Congrats! UIC is a great program! I'm sure you'll learn a ton during your time there, and when you figure out a niche that you really gravitate toward, I would focus on that and start to seek clients while you're at an academic institution (tons of clients in that area). If possible, I'd also look to try and do an internship or short gig at a medical illustration studio or journal (depending on the type of work you want to get into) to familiarize yourself with the whole process of seeking clients, negotiating terms, working on multiple deadlines, collaborating with writers/designers/editors, and getting used to the general pace of graphics (which you'll find is much faster than graduate school deadlines!). Feel free to email me along the way if you have any questions that pop up :)
Have you been looking into using VR or AR technologies for easier understanding of scientific concepts?
I'd love to use it more! I've created assets (ie 3D graphics and storyboards) for companies that are incorporating AR/VR into their offerings, but I have not directly produced them in-house. I personally think that the technology has to improve (ie cordless head-sets, resolution, price of hardware) in order for it to become valuable enough to be used on a broader scale, outside of the usual trade-show booths. It's still faster for people to just read something on paper or google a video on youtube!
Amazing and beautiful illustrations! You originally did a premed degree at Queens. I'm assuming you originally were considering medical school; what made you ultimately change your mind if you don't mind me asking.
I'm also interested to know if you're ever tempted to create more fantastical/fictional works of art. I can only imagine how someone like you would be able to draw from your vast repertoire of knowledge in science and anatomy and create something totally original.
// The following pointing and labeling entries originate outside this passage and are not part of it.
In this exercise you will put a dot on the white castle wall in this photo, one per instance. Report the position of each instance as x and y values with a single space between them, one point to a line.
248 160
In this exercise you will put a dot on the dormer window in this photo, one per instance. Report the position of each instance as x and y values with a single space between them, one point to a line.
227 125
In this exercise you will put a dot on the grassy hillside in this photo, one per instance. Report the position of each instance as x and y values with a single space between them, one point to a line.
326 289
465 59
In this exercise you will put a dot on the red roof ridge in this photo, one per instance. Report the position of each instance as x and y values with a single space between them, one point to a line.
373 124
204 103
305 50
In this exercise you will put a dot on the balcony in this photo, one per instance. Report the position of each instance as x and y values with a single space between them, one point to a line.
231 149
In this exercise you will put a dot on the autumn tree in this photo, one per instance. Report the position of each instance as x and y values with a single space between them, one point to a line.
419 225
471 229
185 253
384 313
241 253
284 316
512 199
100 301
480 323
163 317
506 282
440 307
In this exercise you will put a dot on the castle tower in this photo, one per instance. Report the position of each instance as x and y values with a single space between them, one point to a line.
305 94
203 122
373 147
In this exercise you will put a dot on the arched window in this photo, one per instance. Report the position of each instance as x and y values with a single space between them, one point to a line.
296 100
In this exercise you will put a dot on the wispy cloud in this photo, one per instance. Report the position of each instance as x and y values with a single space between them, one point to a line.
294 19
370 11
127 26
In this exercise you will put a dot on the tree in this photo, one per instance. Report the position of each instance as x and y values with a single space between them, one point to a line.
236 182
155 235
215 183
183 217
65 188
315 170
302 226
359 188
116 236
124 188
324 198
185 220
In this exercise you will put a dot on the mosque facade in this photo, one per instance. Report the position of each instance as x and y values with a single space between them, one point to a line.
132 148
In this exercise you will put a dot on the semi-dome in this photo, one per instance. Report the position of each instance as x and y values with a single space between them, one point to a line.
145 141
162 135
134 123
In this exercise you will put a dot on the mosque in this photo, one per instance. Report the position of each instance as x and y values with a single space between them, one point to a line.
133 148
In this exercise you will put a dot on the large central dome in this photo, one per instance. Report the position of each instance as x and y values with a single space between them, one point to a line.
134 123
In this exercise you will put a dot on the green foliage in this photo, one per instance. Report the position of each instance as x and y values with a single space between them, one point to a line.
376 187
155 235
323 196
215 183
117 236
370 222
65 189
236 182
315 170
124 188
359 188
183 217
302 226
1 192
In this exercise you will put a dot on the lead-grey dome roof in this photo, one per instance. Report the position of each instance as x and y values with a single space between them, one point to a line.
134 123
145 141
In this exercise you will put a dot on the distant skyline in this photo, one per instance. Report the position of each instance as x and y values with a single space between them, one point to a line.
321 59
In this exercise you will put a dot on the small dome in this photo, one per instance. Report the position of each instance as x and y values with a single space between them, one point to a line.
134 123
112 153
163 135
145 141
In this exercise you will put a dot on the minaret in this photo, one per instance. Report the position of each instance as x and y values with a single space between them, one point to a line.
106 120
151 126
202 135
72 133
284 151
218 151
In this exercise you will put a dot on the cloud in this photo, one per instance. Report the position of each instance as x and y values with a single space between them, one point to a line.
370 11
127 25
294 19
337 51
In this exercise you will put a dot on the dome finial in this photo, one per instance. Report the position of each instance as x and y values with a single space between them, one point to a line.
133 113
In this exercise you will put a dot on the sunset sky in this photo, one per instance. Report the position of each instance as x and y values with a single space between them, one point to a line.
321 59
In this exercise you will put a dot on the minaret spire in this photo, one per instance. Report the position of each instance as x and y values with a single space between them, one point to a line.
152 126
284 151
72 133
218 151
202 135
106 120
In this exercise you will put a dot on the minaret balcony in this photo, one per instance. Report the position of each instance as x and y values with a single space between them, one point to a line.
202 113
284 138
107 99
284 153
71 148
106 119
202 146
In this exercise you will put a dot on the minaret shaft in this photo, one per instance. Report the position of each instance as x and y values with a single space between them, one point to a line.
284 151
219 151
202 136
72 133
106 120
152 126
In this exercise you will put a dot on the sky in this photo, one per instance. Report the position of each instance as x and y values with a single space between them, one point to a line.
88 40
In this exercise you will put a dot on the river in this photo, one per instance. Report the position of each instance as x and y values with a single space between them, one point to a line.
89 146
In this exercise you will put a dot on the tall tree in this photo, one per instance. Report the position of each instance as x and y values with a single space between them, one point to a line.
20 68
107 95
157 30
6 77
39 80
Thank you for the kind words, and for the great questions! I did originally consider going into medicine (wrote the MCAT, did quite well, accepted to a few schools, but saw how drained my colleagues in medicine were, some even switching out of medicine after residency..). I think I took for granted how lucky I was to have found a career that I loved and could take full control of!
And yes to more fictional art! I actually started out in fine arts so had spent the majority of my early 20's doing huge (8ft) oil paintings that were a lot more conceptual and a bit controversial. I think that's where universities and academic fine art will lead you. I had to "unlearn" a lot of the theoretical art stuff and "learn" to become an illustrator, which is a totally different way of communicating (very little to do with how I felt about the subject, everything to do with how the image would be understood!).